Quite Aside From the ‘Trade War,’ China’s Economy Continues to Struggle

-
As Beijing does its best to cope with its “trade war” with Washington, it must address significant domestic economic concerns.
Long before President Donald Trump began to threaten and impose tariffs, since the COVID-19 pandemic lifted, a number of retrograde forces have plagued the Chinese economy, of which the continuing property crisis is only the best known. These issues demand as much attention from the Chinese authorities as anything Trump does and will continue to do so, even if by some miracle, China and the United States can sort out their trade differences.

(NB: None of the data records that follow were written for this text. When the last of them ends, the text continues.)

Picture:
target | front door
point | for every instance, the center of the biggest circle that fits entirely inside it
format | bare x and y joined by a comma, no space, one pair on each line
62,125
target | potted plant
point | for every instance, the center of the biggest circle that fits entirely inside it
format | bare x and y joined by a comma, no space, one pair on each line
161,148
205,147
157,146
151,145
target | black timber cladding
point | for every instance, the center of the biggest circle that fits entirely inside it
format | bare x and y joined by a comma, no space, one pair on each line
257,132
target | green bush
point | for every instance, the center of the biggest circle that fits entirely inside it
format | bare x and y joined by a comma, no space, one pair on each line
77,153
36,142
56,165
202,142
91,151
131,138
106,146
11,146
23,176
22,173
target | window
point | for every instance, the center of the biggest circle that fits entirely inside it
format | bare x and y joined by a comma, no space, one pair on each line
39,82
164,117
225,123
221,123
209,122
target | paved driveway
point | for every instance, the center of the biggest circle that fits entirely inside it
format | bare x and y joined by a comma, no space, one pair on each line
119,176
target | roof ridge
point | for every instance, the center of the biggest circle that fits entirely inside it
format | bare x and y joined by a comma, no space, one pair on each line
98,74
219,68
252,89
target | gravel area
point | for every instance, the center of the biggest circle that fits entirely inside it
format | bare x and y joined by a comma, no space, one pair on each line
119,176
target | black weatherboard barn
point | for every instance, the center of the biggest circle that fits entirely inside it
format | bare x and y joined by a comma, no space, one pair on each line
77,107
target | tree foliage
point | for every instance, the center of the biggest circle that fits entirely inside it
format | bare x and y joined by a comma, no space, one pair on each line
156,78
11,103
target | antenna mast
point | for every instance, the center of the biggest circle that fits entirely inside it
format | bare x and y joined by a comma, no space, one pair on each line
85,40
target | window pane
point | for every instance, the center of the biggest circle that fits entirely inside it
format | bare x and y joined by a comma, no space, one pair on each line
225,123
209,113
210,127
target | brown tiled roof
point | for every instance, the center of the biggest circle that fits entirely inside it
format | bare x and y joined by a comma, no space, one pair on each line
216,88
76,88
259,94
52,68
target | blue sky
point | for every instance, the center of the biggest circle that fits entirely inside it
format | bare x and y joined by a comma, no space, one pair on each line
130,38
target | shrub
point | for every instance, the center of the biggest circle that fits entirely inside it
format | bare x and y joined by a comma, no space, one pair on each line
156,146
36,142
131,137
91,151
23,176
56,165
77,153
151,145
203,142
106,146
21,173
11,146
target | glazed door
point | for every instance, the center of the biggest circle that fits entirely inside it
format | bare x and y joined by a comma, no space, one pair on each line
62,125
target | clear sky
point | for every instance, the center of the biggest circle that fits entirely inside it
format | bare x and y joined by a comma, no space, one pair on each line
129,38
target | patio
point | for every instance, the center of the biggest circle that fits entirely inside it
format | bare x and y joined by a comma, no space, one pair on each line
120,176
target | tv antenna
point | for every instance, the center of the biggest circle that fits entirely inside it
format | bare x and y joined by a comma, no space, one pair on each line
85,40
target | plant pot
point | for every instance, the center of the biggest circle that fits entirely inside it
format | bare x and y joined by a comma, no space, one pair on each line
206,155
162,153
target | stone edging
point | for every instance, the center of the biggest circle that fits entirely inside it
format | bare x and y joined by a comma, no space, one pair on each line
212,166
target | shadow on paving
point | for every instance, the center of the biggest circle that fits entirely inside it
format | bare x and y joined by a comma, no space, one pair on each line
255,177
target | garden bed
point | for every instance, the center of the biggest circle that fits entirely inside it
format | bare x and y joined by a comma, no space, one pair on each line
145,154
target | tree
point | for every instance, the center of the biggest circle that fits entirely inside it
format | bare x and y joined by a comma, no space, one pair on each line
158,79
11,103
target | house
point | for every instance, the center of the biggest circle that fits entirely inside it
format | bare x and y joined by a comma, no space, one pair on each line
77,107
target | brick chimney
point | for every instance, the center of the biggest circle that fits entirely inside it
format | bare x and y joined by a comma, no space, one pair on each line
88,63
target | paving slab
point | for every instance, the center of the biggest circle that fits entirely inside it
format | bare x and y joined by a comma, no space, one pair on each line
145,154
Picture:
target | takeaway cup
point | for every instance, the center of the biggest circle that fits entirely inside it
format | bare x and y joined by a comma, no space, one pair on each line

Chinese consumers are a big part of the country’s more general economic challenge. To sustain growth, China needs a more robust consumer sector, not the least because Beijing, not unreasonably, looks for a rise in this area of the economy to substitute for waning exports, once China’s primary engine of economic growth.

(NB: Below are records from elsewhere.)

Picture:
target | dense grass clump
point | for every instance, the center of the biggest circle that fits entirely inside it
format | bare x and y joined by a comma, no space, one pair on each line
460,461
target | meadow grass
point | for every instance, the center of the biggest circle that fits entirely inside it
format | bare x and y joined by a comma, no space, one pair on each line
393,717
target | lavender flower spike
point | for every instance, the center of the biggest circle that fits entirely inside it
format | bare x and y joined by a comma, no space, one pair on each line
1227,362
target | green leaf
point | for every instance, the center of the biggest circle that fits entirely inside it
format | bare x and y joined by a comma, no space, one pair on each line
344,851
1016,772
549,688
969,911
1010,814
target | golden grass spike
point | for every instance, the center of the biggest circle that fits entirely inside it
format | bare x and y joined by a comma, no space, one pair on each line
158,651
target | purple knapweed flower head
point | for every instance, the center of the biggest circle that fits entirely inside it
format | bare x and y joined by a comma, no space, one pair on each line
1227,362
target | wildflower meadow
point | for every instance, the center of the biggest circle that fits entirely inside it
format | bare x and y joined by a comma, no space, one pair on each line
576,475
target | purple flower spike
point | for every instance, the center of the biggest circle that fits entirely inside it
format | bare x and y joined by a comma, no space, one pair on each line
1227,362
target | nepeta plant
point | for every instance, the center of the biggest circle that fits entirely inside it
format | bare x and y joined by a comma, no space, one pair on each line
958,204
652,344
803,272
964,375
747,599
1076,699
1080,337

This need has long predated America’s tariffs and has been urged on Beijing for years by the International Monetary Fund (IMF). Beijing has acknowledged this need and tried to stimulate consumption activity for at least the last two years. So far, it has failed to get the response it wants and needs.
The country’s property crisis is undoubtedly the most significant but not the only force holding the consumer back. The crisis broke in 2021, when major residential property developers began to fail. Those failures not only halted activity in a sector that had been a major contributor to China’s economic advance but also had ill effects elsewhere.
Most immediately, they limited the ability of Chinese finance to support other sectors of the economy, most importantly investment spending and the economic support once offered by local governments. These failures hit Chinese households in two ways.
Immediately, the halt on building activity meant that millions of Chinese who had prepaid for apartments would never be able to take possession. These households immediately cut back on their spending, while their refusal to pay on their mortgages compounded the burdens on Chinese finance.
But these are not the only weights on the Chinese consumer. The lockdowns and quarantines of the COVID-19 pandemic, especially those imposed by Beijing’s zero-COVID policy for years after the emergency lifted, interrupted incomes and work arrangements across the country, leaving a legacy of job and income insecurity that persists today.
Many, accordingly, are simply afraid to spend aggressively. Reinforcing this cautious attitude is the general slowdown in the pace of Chinese growth. Of late, that pace has fallen to about half of what it once was, and it has thoroughly destroyed the former confidence among Chinese that the future would bring more jobs, more income, greater wealth, and greater opportunities to spend and save.
So far, Beijing’s efforts to get household spending back on track have met with limited success at best. The pace of growth in consumer spending has ticked up recently from last year and this year’s earlier months, but May’s 6.4 percent rise from year-ago levels, though better than the 4.7 percent pace averaged during the first four months of the year, remains well below much more robust figures from before the pandemic and certainly what Beijing needs if the Chinese consumer is to take over from the economy’s export growth engine.
Exports, of course, have suffered. Earlier this year, there was a false start as American buyers sought to build up an inventory before Trump’s promised tariffs could raise costs. But that surge has now run its course, not the least because the Americans presently have a huge unsold inventory of Chinese goods.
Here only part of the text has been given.